Maturation of Induced Cardiomyocyte Precursor Cells Created by Direct Reprogramming

O. Reidell
1   Charite - Universitaetsmedizin Berlin, BCRT, Berlin, Germany
,
D. B. Somesh
1   Charite - Universitaetsmedizin Berlin, BCRT, Berlin, Germany
,
K. Klose
1   Charite - Universitaetsmedizin Berlin, BCRT, Berlin, Germany
,
S. Protze
1   Charite - Universitaetsmedizin Berlin, BCRT, Berlin, Germany
,
D. Kunkel
1   Charite - Universitaetsmedizin Berlin, BCRT, Berlin, Germany
,
U. Krüger
1   Charite - Universitaetsmedizin Berlin, BCRT, Berlin, Germany
,
K. Jürchott
1   Charite - Universitaetsmedizin Berlin, BCRT, Berlin, Germany
,
V. Falk
2   Deutsches Herzzentrum Berlin, Berlin, Germany
,
M. Gossen
1   Charite - Universitaetsmedizin Berlin, BCRT, Berlin, Germany
,
C. Stamm
2   Deutsches Herzzentrum Berlin, Berlin, Germany
› Author Affiliations
Further Information

Publication History

Publication Date:
22 January 2018 (online)

Objective: Enriched population of proliferative induced cardiomyocyte precursors (iCMPs) generated from cardiac fibroblasts (CF) represent a potentially population for use in therapeutic application. However, if true regeneration is to take place, then these cells must be able to differentiate into fully functional cardiomyocytes. Therefore we sought to investigate the differentiation capability of iCMPs using defined media conditions and culture substrates.

Methods: Proliferative iCMPs were generated from CFs by forced expression of Gata4, Mef2c, Tbx5 and Myocd. Pure populations of iCMPs were obtained by molecular beacon (MB) based selection of MYH6/7 expression. The global transcriptome was compared between iCMP, CF, and mature cardiomyocytes (CMs) by RNA sequencing. To generate mature CMs, (1) iCMPs were treated with 5′-azacytidine and cultured in differentiation medium (DM) containing ascorbic acid and TGFß1; (2) iCMPs were maintained in serum free differentiation medium (SFDM) and cardiac differentiation medium (CDM) for 20 days with Wnt inhibitors IWP2 and IWR1 respectively; (3) iCMPs were cultured on cardiac extra cellular matrix (cECM).

Results: iCMPs expressed troponin T, α-actinin and myosin heavy chain (MHC) protein. RNAseq revealed that the iCMP gene expression profile is unique from those of the parental CFs and adult CMs. By Gene Ontology (GO) analysis, iCMPs show upregulation of genes associated with cardiac development, differentiation and morphogenesis, and downregulation of proliferation-associated genes.
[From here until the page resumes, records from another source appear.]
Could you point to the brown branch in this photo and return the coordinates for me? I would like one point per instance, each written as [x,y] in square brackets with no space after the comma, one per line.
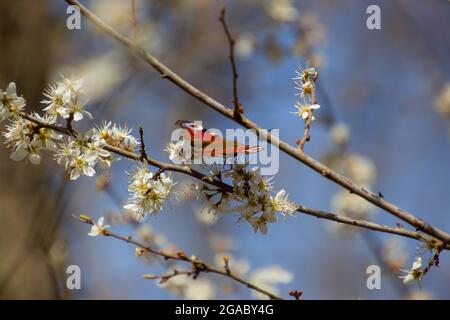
[144,156]
[306,133]
[134,19]
[198,265]
[238,108]
[263,134]
[163,166]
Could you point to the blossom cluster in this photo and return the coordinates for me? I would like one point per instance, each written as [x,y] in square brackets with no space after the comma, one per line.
[148,191]
[305,84]
[79,153]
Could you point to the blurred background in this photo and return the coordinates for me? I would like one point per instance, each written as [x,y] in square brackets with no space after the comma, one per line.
[383,121]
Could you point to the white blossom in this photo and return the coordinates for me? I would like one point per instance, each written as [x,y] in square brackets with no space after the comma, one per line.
[188,288]
[10,103]
[116,135]
[268,278]
[282,10]
[65,98]
[98,227]
[304,110]
[176,151]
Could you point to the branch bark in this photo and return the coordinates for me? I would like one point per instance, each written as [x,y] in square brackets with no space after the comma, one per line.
[263,134]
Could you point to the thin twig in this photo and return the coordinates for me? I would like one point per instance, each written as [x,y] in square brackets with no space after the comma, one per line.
[263,134]
[143,152]
[238,108]
[198,265]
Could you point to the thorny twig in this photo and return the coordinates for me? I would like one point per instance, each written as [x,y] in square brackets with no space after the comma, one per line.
[238,108]
[263,134]
[229,189]
[198,266]
[306,135]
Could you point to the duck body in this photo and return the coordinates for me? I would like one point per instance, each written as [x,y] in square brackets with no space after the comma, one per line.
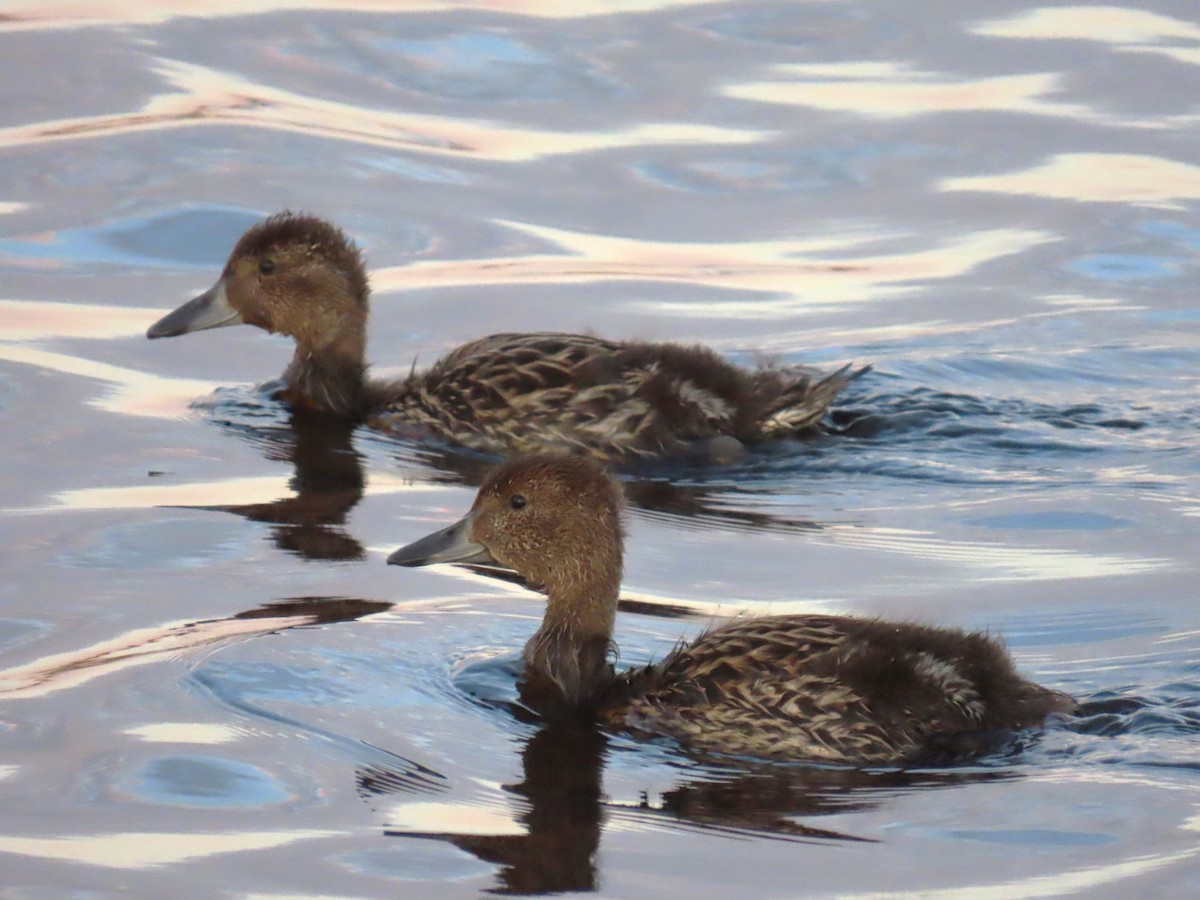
[507,393]
[820,688]
[833,689]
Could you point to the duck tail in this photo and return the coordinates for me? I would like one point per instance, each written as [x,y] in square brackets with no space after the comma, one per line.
[804,400]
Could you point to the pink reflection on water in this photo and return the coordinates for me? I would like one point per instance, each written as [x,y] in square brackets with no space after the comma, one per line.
[889,90]
[40,319]
[204,96]
[1104,24]
[130,391]
[789,268]
[1099,178]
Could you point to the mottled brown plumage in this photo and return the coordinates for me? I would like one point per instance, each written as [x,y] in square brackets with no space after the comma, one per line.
[828,688]
[301,276]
Individually, non-myocyte genes (COL3A1, VIM) were downregulated, while transcription factors (Gata4, Mef2a, Mef2c, Tbx5, MyocD, Hand1, Hand2) and functional and structural genes including ion channels (KCNH2, SCN5A) and contractile proteins (TNNT1, TNNT2) were upregulated. iCMPs gradually changed morphology after stimulation with 5-Aza, establishing morphologically heterogeneous cell populations. After 10 days in culture with SFDM and CDM, more cells expressed cardiac markers (cTnT, α-actinin, MHC) and lost CD31. cECM resulted in an increase in cardiac marker expression and cell cluster formation in SFDM, and a marked increase in α smooth muscle actin (αSMA).

Conclusion: Gene expression suggests that these iCMPs represent an intermediate state of cardiogenic population that can be expanded to yield therapeutic cell doses. However further studies evaluating the regeneration capacity are necessary.